Donovan Leisure Newton & Irvine
- Date founded: 1929
- Founder: William J. Donovan
- Dissolved: 1998

= Donovan, Leisure, Newton & Irvine =

American law firm

Donovan Leisure Newton & Irvine was an American white-shoe law firm, located in New York. It was founded in 1929 by General William "Wild Bill" Donovan, who was often referenced as the Father of the CIA. The firm dissolved in 1998. Its notable antitrust cases include a series of lawsuits involving American Cyanamid in the 1960s and Kodak.
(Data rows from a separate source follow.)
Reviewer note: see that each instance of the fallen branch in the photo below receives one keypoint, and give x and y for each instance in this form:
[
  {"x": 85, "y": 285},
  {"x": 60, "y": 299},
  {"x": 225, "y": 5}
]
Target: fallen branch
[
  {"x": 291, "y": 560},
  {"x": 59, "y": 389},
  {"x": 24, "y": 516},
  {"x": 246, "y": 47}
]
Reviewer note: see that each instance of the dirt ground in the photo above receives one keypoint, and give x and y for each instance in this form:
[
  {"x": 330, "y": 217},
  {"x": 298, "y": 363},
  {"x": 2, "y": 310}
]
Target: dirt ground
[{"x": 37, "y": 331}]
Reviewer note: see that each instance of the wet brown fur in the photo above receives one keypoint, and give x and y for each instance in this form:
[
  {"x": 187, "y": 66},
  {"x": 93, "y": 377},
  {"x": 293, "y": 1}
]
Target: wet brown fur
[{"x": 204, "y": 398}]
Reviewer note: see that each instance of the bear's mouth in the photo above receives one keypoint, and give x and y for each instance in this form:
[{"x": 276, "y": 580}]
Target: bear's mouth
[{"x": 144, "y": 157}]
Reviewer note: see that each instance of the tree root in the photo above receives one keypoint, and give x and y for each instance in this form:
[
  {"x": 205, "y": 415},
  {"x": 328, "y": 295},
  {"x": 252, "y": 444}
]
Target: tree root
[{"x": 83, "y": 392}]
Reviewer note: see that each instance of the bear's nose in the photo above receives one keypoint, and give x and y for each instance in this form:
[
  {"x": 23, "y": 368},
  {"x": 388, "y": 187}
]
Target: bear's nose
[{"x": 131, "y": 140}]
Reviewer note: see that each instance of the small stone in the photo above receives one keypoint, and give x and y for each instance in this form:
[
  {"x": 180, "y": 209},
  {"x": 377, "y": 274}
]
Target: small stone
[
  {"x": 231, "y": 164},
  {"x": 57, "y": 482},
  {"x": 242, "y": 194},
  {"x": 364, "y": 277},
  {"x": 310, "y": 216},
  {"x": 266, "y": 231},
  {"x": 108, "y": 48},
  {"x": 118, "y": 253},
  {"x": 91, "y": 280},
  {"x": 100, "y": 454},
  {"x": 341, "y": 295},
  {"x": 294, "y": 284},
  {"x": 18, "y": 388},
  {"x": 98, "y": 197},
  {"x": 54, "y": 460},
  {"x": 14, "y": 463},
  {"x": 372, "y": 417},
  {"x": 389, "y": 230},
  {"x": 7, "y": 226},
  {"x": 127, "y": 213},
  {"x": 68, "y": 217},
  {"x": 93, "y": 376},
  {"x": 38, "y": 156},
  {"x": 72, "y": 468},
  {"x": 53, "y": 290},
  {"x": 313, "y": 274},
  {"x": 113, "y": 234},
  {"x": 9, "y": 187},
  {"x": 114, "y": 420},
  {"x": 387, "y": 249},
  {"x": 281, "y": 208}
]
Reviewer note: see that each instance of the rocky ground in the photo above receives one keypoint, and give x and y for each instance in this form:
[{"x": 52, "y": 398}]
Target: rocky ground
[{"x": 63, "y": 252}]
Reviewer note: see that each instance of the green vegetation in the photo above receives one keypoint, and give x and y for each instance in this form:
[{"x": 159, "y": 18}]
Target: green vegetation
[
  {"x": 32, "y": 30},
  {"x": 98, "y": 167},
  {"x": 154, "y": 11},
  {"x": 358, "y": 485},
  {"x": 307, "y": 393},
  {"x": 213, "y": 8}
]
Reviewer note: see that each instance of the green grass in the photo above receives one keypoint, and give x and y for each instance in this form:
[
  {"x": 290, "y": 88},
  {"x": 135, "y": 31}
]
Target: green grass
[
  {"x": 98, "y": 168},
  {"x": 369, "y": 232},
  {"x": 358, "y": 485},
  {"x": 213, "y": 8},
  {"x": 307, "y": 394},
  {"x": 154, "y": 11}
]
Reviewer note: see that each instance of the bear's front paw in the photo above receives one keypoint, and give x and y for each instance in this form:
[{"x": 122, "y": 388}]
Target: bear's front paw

The firm wrote a practice book on ADR. The firm closed its doors after in 1998 when about 40 of its 60 lawyers were hired by Orrick, Herrington & Sutcliffe, a "large California law firm that [was] expanding aggressively in Manhattan."

==Notable alumni==
- William J. Donovan, the founder of the firm, who during World War II was the head of the Office of Strategic Services, the forerunner of the Central Intelligence Agency.
- J. Edward Lumbard, one of the founders of the firm in 1933, prosecutor in the office of the United States Attorney for the Southern District of New York, and judge for the United States Court of Appeals for the Second Circuit.
- Lloyd Blankfein, former CEO and Chairman of Goldman Sachs.
- William Egan Colby, Director of Central Intelligence (1973–1976).
- Paul A. Crotty, a federal judge for the United States District Court for the Southern District of New York.
- Nelson Denis, attorney, former member of the New York State Assembly.
- Roderick M. Hills, a former chairman of the Securities and Exchange Commission.
- Theodore S. Hope Jr., professor and co-author of many corporate law theories.
- Edward F. Cox, chairman of the New York Republican State Committee.
- Clarence Otis Jr., former CEO and chairman of Darden Restaurants.
- Walton C. Ament, vice president and general manager at Pathé News, one of the leaders in driving the newsreel artform that became a staple of movie theaters from the 1910s to the 1970s. Newsreels were particularly important during the 1930s and 1940s, when they engaged viewers in a more intimate understanding of the conditions of the Great Depression and World War II.
- Whitman Knapp, who joined the firm after working as an assistant district attorney in Manhattan under Thomas E. Dewey.
- Laurence Tosi, managing partner of WestCap Group.
- David Pitofsky, general counsel for Newscorp.
- Bill Brown, co-inventor of Allam power cycle and founder and CEO of NET Power and 8 Rivers.